Por Vasco Vasconcelos, escritor e jurista
"PRIVILÉGIOS EXISTEM NA MONARQUIA E NÃO NA REPÚBLICA" . QUAL O MEDO DA OAB ABRIR SUA CAIXA PRETA? O art. 133 da Constituição foi um grande JABUTI plantado pelo então Deputado Constituinte Michel Temer um dos ex-Presidente da República de maior credibilidade deste país. Será este o argumento que os mercenários da OAB utilizaram junto ao Eg. STF, para não prestar contas ao TCU?
Se Karl Marx fosse nosso contemporâneo, a sua célebre frase seria:” Sem sombra de dúvida, a vontade da OAB, consiste em encher os bolsos, o mais que possa. E o que temos a fazer não é divagar acerca da sua vontade, mas investigar o seu poder, os limites desse poder e o caráter desses limites. Com asco, tomei conhecimento da liminar suspendendo a eficácia do ACÓRDÃO Nº 2573/2018 que o Egrégio TCU, determinou OAB, prestar contas junto ao TCU. Tudo isso a exemplo dos demais Conselhos de Fiscalização da Profissão.

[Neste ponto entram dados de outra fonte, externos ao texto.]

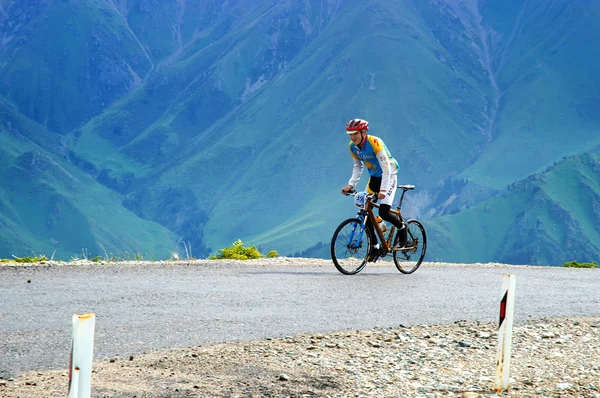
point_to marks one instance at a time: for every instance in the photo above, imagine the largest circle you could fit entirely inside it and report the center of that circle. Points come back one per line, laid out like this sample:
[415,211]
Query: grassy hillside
[47,206]
[269,108]
[547,79]
[64,62]
[545,219]
[225,121]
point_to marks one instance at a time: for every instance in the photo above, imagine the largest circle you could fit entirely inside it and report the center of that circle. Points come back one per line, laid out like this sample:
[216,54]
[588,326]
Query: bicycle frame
[368,212]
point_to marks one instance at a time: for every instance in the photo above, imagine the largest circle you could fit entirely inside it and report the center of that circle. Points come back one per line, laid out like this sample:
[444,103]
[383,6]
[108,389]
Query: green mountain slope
[64,62]
[545,219]
[49,207]
[259,106]
[220,121]
[546,74]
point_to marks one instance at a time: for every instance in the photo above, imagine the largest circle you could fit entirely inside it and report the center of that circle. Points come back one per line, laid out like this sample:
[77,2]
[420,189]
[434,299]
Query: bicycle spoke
[349,247]
[408,260]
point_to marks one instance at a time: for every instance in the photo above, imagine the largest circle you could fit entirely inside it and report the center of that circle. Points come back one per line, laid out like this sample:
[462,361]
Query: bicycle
[351,244]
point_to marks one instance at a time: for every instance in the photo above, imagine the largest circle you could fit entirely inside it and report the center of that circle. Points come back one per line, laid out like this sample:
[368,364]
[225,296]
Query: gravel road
[141,307]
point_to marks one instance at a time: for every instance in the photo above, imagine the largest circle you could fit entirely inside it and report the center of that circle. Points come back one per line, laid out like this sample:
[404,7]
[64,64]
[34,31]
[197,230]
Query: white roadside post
[505,325]
[82,351]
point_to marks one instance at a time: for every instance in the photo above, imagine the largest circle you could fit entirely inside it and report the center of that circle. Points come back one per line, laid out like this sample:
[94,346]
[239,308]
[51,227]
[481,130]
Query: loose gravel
[550,358]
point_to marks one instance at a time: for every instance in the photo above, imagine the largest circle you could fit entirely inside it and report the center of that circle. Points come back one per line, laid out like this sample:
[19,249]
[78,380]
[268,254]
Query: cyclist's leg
[384,211]
[372,188]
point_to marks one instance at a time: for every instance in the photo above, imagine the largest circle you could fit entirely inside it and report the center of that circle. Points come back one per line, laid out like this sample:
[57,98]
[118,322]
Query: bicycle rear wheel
[350,246]
[408,260]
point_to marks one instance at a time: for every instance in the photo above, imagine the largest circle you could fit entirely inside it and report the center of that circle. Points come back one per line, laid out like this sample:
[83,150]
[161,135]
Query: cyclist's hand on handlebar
[347,189]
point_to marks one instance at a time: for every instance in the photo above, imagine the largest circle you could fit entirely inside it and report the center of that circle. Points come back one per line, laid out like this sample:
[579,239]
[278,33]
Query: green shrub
[30,259]
[575,264]
[237,251]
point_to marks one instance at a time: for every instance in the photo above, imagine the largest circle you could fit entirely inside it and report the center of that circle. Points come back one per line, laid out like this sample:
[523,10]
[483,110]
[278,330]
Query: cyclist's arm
[387,168]
[356,172]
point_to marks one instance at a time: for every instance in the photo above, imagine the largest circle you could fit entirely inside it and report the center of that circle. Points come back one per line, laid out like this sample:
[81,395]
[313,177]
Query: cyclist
[370,151]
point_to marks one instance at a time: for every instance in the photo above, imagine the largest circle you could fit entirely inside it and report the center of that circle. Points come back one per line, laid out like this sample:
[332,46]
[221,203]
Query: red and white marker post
[82,352]
[507,309]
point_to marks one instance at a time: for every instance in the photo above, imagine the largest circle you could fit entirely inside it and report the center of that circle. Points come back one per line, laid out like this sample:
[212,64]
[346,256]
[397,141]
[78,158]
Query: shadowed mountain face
[212,122]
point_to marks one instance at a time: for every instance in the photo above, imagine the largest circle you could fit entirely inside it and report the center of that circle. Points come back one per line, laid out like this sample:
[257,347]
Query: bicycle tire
[408,261]
[343,244]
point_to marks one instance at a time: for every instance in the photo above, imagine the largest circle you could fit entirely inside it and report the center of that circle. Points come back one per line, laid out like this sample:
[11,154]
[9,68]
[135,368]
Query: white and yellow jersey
[375,155]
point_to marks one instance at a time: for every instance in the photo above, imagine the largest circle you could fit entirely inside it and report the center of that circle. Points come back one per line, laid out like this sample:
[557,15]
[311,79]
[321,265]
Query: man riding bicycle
[370,151]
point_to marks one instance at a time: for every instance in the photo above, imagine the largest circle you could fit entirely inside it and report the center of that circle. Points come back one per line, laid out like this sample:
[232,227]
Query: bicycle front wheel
[408,260]
[350,246]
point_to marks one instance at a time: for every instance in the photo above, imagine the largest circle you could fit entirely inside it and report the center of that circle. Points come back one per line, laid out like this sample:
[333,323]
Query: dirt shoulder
[552,357]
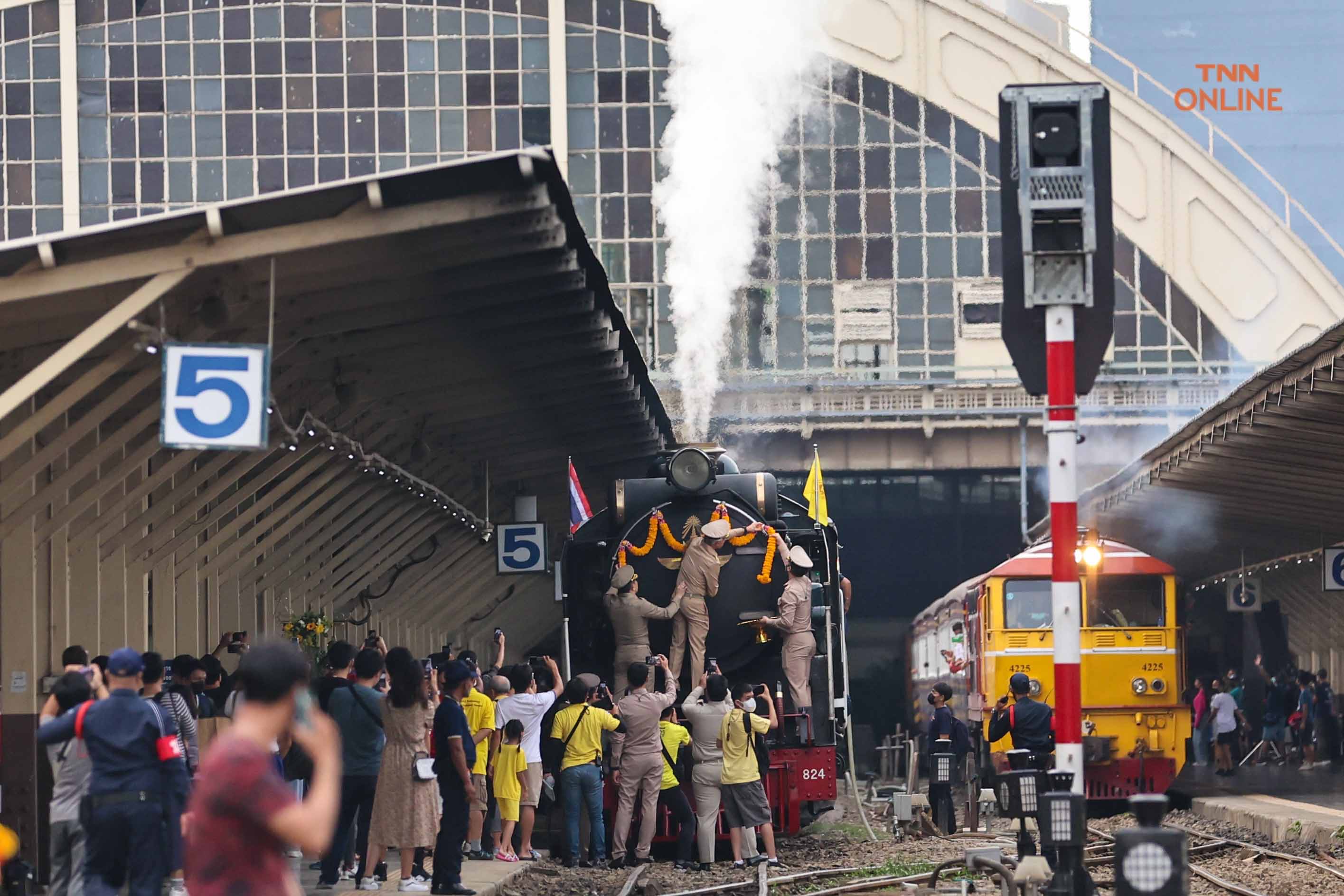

Qual a razão do “jus isperniandi” (esperneio ) da OAB? Qual o medo da OAB prestar contas ao TCU? Como jurista, estou convencido que OAB a exemplo dos demais conselhos de fiscalização de profissões tem a obrigação sob o pálio da Constituição, prestar contas ao TCU, os quais também arrecadam anuidades e taxas de seus filiados. Tudo isso em sintonia ao parágrafo único do art. 70 da Constituição Federal, “ in-verbis” “Prestará contas qualquer pessoa física ou jurídica, pública ou privada, que utilize, arrecade, guarde, gerencie ou administre dinheiros, bens e valores públicos ou pelos quais a União responda, ou que, em nome desta, assuma obrigações de natureza pecuniária".
Qual o real destino do quase um bilhão de reais tosquiados dos bolsos e dos sacrifícios dos cativos da OAB? Respeitem Senhores o Princípio da Igualdade.
A partir do momento que considera o Michel Temer um sujeito da maior credibilidade, não dá para aproveitar nada do seu comentário...
Lamentável que esteja em discussão um assunto que somente causa espécie nos cidadãos contribuintes, uma vez que a prestação de contas ao TCU deveria ser feita EXPONTANEAMENTE!!! Afinal, o que tem a ver a fiscalização das contas e as possíveis celeumas com a categoria ??? Uma coisa é uma coisa, outra coisa é outra coisa.
Só recorre a esse argumento, pq não razão técnica e legal pra OAB deixar de prestar contas, a independência da instituição está em sua atividade finalística e não em como seu gestoras empregam os recursos oriundos de contribuição compulsória imposta aos causídicos, faça me o favor!